There are good times for gold: The world has not become safer in recent months, but especially the wind turns on the interest rate markets. The yellow precious metal, caught for years in a sideways movement, has now broken out.
For the first time in years, the gold price in Asian trading jumped above the $ 1,400 per troy ounce mark. Up to $ 1,411 went up. This was not only a new record for the year, but also the highest level since September 2013. In early European trading, the price of gold initially fell below the round mark again.
The recent rally in the gold price is primarily due to the Fed interest rate decision on Wednesday evening. Although the Fed had left the key interest rate unchanged, it signaled readiness for action and interest rate cuts later in the year.
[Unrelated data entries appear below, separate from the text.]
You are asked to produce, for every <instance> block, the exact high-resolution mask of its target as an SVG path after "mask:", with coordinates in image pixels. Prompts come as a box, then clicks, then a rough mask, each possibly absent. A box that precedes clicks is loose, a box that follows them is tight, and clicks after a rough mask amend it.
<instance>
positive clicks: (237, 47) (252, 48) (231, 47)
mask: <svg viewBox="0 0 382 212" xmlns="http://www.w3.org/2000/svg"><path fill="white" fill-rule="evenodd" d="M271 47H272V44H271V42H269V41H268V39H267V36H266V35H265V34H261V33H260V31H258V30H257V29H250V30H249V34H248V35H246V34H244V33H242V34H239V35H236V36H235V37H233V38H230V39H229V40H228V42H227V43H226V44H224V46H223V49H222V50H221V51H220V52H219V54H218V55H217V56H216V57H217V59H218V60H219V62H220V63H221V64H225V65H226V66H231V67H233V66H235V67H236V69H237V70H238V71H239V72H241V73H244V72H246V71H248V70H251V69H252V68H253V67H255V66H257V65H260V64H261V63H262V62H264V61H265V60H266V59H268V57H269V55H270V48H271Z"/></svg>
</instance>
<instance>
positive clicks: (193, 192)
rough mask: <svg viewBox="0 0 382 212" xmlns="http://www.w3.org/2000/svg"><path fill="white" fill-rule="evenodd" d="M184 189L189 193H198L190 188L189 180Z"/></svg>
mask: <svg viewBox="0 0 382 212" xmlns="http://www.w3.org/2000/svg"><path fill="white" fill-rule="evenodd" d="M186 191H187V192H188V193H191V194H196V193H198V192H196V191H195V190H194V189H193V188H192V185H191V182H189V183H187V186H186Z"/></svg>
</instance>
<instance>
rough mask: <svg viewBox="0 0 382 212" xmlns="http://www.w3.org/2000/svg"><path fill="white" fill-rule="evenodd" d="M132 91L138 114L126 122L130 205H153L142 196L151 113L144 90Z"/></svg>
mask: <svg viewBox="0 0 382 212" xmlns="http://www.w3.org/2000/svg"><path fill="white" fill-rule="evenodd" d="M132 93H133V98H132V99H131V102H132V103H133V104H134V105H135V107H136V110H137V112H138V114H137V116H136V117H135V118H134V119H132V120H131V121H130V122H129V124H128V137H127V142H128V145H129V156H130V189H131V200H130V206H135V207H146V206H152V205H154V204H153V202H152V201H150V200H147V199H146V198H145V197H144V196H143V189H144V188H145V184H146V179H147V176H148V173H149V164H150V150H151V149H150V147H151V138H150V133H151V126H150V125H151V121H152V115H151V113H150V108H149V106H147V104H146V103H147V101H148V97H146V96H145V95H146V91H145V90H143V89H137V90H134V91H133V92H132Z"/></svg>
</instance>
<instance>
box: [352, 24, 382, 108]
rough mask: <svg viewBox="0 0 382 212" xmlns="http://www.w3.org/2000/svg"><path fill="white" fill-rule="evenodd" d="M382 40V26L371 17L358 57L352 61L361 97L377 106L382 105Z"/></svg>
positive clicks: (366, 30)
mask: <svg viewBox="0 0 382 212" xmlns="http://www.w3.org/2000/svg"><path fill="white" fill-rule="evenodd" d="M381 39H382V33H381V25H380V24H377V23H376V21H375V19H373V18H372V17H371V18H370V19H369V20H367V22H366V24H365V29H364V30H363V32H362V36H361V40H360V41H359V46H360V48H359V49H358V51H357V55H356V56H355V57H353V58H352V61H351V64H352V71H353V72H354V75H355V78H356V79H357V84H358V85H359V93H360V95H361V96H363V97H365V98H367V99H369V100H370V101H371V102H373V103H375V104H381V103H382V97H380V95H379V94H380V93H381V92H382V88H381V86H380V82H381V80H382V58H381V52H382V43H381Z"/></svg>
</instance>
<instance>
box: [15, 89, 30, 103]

By now, market participants are expecting a first rate cut by the end of July.
Already in recent weeks, the precious metal had profited from the expected interest rate turnaround in the US and gained ten percent in June alone. Calculated in euros, the gold price has now reached the level of summer 2016.The price of silver jumped significantly up to $ 15.50 per troy ounce, but is still far from previous highs, which is also related to the property of silver as an industrial metal.
Interest rate development is extremely important
The price reactions show how eminently important the interest rate development is for the valuation of precious metals. Because they do not yield regular income such as interest or dividends, they will become relatively less attractive in an environment of rising interest rates, as prevalent in the US until the turn of the year.During the euro crisis of 2011, the gold price had reached historic highs of over $ 1,900. Two years later, when the US Federal Reserve first hinted at tightening its loose monetary policy, it again trended down sharply.